Weddings are well known for having various traditions and superstitions associated with them (something old, new, borrowed and blue anyone?) But did you know there are also plenty of superstitions surrounding the engagement ring, the proposal, and even the diamond too? Check out this list and see if you’re guilty of any of them. Don’t worry – none of them have ever been scientifically proven so even if you’ve been supposedly cursed with bad luck, we reckon you’re probably safe.
- If a woman who is engaged accidentally drops a knife, it’s a sign that her fiance is coming to visit her.
- If you let someone else try on your own engagement ring, your wedding will end up never happening because the person who tried it on will steal all the happiness and luck from the bride – as well as the heart of her husband. That’s one way to ward off all those over excited friends and family members!
- If your spouse to be proposed in public, your marriage will receive unwanted notoriety.
- If a man encounters a snake while on his way to propose to his lady love, extremely bad luck will follow. So he should turn back and try again another day.
- If you wear an emerald as an engagement ring, it’s bad luck and means you will die an old maid. Didn’t Jackie Kennedy have an emerald and diamond ring?!
- In Ancient Greece diamonds were said to protect from the Evil Eye, which was said to cause misfortune, illness, and even death. Women would wear diamonds because the sparkle would blind the eye! Blue diamonds however were too close to the eye’s colour and were to be avoided.
- In Ancient Rome, diamonds were thought to be tears of the gods and similarly offered protection from all kinds of harm.
- As is Friday the 13th wasn’t bad enough, apparently it’s also bad luck to purchase your engagement ring on a Friday… who knows why.
- Indians believed they cured insanity and protected from lightning strikes, because they thought that diamonds formed when lightning hit rocks.
- Gemstones with culets (ie ones that taper down to a point at the bottom, like the round brilliant cut) are thought by some to be bad luck because evil spirits could enter the stone through the culet and put a curse on the wearer of the ring.
- In some mythologies cupid’s bow was tipped with a diamond, and this is what guaranteed that whoever he struck with it would fall in love.
- If a bride wishes her marriage to be happy and lengthy then refusing to let anyone else try on her ring (or take it off at all) isn’t the only thing she needs to worry about. If she wants to borrow jewellery to wear, she must only do so from women who have long and healthy marriages or else the negativity will transfer to her once she dons the jewels.
- Back in the 1600s some men believed that if they placed a diamond under their pillow before bed, it would warn them if their wife was being unfaithful! They also thought a diamond would grow dim when a lie was told and sparkle bright when a truth was revealed
- Traditionally, three-stone engagement rings symbolise the past, present and future of a relationship. So if one of the stones was lost, it was seriously bad news for the wearer.

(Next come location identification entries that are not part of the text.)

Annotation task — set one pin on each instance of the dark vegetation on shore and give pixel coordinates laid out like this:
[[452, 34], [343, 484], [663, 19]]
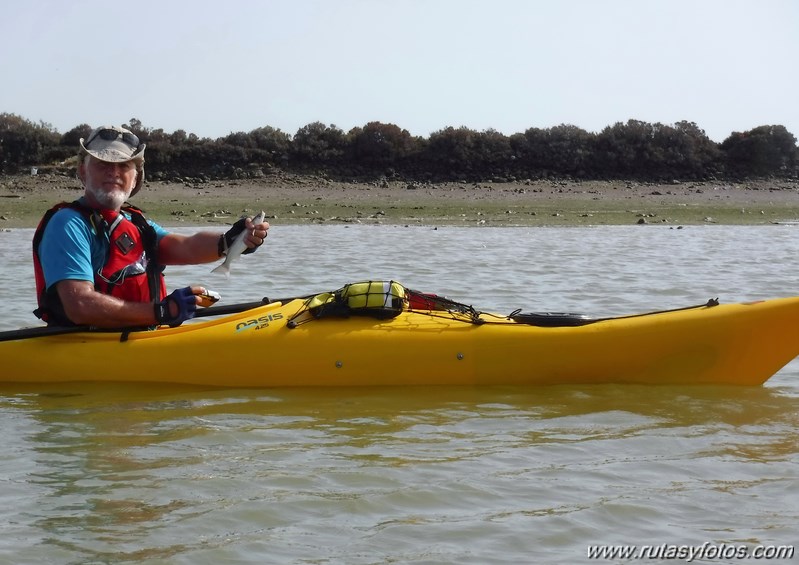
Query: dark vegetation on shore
[[632, 150]]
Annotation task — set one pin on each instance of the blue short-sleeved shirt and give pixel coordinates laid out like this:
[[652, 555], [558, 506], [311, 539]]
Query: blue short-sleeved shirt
[[71, 250]]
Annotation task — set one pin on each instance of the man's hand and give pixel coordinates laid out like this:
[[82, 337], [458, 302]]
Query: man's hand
[[178, 306], [254, 238]]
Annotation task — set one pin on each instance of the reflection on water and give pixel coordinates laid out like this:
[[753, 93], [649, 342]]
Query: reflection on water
[[364, 475], [139, 474]]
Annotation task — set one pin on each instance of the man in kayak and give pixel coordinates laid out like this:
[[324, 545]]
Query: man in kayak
[[99, 262]]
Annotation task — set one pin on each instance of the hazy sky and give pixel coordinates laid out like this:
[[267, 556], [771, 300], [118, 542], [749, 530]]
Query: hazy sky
[[211, 67]]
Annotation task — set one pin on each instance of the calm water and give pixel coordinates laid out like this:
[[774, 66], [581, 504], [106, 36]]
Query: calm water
[[128, 474]]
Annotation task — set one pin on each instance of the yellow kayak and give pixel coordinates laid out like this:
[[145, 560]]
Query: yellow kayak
[[397, 338]]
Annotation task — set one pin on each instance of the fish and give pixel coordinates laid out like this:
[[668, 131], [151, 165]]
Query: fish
[[236, 248]]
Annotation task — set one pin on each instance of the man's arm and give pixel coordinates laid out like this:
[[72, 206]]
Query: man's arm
[[86, 307], [203, 247]]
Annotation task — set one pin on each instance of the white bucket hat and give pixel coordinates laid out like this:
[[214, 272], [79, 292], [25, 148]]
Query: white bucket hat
[[114, 144]]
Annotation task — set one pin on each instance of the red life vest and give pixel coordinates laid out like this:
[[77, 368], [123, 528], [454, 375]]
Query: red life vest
[[131, 270]]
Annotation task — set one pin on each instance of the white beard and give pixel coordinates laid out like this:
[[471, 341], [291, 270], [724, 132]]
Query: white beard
[[112, 200]]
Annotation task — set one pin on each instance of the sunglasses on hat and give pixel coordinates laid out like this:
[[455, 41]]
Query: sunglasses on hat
[[111, 135]]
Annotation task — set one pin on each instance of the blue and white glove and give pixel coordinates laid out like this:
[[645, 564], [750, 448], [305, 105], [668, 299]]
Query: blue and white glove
[[186, 304]]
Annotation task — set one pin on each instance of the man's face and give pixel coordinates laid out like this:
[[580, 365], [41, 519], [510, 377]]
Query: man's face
[[108, 185]]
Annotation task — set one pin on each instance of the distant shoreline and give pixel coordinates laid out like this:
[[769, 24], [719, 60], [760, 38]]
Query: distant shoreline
[[298, 199]]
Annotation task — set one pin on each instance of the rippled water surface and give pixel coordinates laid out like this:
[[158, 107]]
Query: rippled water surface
[[133, 474]]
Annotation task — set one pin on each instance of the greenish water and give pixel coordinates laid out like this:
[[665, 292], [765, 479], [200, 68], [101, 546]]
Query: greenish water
[[134, 474]]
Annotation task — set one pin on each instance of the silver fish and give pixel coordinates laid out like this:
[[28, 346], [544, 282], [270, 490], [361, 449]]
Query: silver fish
[[237, 248]]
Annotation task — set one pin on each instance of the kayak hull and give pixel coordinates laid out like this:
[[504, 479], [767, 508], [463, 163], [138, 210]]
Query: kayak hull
[[735, 344]]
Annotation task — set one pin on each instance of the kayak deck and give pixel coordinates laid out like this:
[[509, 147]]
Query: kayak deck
[[734, 344]]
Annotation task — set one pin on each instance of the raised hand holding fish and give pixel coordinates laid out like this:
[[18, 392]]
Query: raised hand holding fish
[[233, 243]]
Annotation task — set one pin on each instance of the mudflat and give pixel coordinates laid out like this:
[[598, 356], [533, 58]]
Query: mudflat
[[307, 199]]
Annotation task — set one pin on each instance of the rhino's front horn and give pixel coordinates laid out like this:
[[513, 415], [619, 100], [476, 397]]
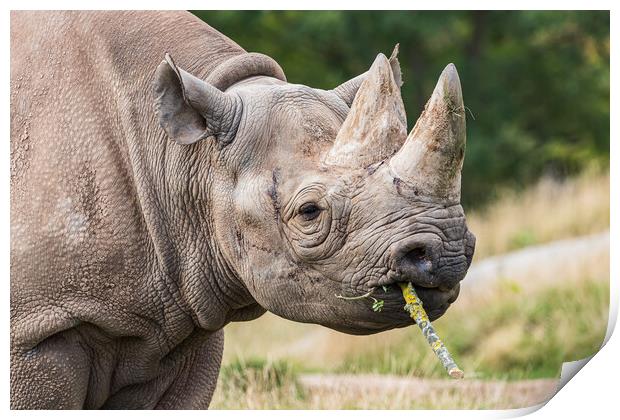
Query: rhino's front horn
[[432, 157], [376, 125]]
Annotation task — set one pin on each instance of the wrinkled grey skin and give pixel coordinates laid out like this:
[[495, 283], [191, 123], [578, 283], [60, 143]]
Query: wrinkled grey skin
[[130, 252]]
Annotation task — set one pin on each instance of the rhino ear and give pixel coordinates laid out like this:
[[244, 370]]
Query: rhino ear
[[190, 109]]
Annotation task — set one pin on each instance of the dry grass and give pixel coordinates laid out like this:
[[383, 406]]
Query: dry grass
[[549, 211]]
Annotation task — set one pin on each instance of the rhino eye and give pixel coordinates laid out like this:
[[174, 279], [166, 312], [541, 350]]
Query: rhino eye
[[309, 211]]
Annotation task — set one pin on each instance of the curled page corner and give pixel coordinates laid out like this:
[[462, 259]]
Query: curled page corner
[[569, 370]]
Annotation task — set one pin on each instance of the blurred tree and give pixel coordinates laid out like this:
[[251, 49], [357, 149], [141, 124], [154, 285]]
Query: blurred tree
[[536, 83]]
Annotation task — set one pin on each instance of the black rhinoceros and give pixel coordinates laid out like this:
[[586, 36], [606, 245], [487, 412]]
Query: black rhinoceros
[[152, 203]]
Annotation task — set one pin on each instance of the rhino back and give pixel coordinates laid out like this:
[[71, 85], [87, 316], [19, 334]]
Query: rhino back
[[85, 150]]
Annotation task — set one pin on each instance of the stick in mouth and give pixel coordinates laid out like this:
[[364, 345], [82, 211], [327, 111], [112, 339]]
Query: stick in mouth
[[418, 314]]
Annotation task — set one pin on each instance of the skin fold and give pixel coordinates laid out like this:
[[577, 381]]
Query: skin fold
[[153, 202]]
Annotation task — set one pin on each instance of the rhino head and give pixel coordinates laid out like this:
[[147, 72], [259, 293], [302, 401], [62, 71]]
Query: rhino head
[[314, 194]]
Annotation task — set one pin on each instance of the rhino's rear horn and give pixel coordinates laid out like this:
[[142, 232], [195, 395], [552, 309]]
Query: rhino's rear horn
[[190, 109], [376, 125]]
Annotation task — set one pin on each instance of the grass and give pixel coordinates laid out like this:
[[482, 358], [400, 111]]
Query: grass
[[549, 211], [515, 337]]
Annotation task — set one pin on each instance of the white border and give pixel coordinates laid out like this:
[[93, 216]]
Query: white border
[[591, 393]]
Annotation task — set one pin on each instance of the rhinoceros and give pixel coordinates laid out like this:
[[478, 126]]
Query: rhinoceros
[[165, 182]]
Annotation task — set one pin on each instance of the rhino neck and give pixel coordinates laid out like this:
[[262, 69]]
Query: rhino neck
[[242, 67]]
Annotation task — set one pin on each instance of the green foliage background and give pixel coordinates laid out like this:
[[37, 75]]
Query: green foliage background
[[536, 83]]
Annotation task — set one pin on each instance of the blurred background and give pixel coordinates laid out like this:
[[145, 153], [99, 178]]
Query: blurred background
[[535, 191]]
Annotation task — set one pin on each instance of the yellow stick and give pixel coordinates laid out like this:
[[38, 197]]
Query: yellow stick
[[417, 313]]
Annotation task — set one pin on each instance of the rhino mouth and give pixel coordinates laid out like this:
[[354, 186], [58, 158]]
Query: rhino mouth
[[435, 300]]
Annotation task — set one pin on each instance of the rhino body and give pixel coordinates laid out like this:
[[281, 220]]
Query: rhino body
[[130, 252]]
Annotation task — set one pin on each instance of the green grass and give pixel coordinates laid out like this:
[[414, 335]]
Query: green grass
[[516, 337]]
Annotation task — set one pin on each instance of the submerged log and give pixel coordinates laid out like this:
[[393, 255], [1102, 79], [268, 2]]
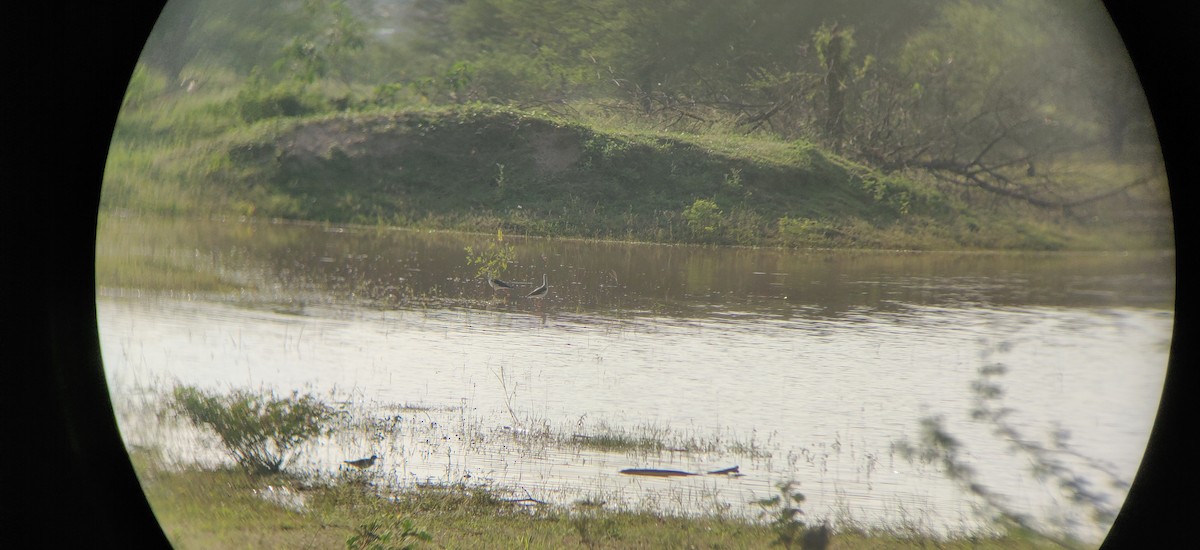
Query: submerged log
[[671, 473], [724, 472], [658, 473]]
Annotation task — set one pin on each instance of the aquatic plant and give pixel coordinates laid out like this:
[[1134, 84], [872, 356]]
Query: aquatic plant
[[492, 261], [784, 510], [259, 430]]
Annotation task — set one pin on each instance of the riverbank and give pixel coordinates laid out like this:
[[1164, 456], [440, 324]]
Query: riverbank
[[492, 168], [229, 508]]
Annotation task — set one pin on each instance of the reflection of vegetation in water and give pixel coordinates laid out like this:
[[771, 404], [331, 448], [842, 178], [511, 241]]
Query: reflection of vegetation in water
[[195, 503], [492, 261], [939, 444], [261, 431]]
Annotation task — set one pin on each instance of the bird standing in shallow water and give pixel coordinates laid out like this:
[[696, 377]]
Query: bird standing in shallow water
[[816, 538], [361, 462], [540, 292]]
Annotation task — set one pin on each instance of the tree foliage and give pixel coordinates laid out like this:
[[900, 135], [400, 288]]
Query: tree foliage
[[259, 431], [990, 95]]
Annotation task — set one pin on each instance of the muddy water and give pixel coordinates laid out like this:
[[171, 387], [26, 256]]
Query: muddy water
[[793, 365]]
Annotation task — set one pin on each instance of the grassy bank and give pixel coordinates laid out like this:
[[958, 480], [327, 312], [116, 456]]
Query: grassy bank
[[483, 168], [229, 508]]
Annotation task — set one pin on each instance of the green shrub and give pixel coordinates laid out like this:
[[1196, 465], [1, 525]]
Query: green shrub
[[257, 101], [803, 232], [258, 430], [705, 220], [783, 510]]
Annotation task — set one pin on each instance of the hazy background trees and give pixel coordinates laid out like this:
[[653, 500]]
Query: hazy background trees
[[999, 97]]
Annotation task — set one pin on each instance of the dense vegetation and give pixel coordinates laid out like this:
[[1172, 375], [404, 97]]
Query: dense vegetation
[[911, 124]]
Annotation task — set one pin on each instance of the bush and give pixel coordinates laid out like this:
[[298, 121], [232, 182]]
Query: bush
[[705, 220], [258, 430], [257, 101]]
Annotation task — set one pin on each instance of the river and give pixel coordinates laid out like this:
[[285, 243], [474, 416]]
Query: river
[[810, 366]]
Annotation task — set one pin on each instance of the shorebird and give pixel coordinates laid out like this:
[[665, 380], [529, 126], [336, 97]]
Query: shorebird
[[361, 462], [540, 292], [498, 285], [816, 538]]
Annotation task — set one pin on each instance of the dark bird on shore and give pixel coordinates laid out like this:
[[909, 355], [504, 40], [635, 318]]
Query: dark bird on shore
[[363, 462], [540, 292], [816, 538]]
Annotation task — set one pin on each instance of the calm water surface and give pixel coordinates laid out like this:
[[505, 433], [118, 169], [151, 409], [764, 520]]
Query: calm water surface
[[792, 364]]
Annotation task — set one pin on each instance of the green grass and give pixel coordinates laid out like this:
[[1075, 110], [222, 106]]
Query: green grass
[[226, 508], [591, 174]]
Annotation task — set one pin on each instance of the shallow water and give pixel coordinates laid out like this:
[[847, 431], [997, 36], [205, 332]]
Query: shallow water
[[796, 365]]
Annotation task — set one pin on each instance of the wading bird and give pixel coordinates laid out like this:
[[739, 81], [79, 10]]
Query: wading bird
[[361, 462], [540, 292]]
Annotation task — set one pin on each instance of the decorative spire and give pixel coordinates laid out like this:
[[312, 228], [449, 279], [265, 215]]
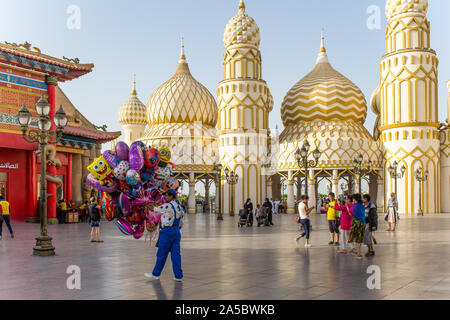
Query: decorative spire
[[182, 63], [182, 56], [322, 43], [322, 57], [133, 92], [241, 5]]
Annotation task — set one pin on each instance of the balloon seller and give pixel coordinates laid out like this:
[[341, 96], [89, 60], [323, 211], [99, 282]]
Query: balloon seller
[[169, 237], [138, 194]]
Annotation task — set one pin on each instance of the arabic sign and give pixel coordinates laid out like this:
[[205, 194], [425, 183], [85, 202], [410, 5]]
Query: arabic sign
[[8, 165]]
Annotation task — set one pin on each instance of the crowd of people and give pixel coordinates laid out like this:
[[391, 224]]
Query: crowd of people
[[351, 222]]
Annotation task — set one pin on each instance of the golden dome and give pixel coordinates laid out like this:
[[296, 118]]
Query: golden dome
[[182, 99], [132, 111], [394, 7], [241, 29], [323, 94]]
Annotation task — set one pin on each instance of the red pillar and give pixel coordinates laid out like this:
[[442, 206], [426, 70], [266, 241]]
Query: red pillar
[[33, 214], [69, 178], [52, 82]]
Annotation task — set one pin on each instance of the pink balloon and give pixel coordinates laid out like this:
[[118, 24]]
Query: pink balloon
[[122, 150], [136, 157], [124, 226]]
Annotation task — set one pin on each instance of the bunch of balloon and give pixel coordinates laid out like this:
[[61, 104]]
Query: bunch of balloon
[[133, 180]]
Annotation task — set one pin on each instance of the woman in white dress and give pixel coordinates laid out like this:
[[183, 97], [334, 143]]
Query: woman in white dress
[[392, 212]]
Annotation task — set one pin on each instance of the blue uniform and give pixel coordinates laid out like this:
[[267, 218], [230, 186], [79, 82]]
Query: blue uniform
[[169, 238]]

- Some still believe that your engagement ring should never be fully removed from your hand. Instead of taking it completely off your ring finger, you should touch another finger on your hand to it and slide the ring onto that finger instead. Makes washing your hands a little more difficult!
- This one is more so to do with wedding bands than engagement rings, but supposedly if either the bride or groom drops the ring at the altar, they will be the first to die in the marriage. If it drops of its own accord then the groom should be the one to pick it up to counteract the bad luck (how that works is anyone’s guess).
If you can manage to avoid all of the above and somehow still have an engagement ring, then we salute you.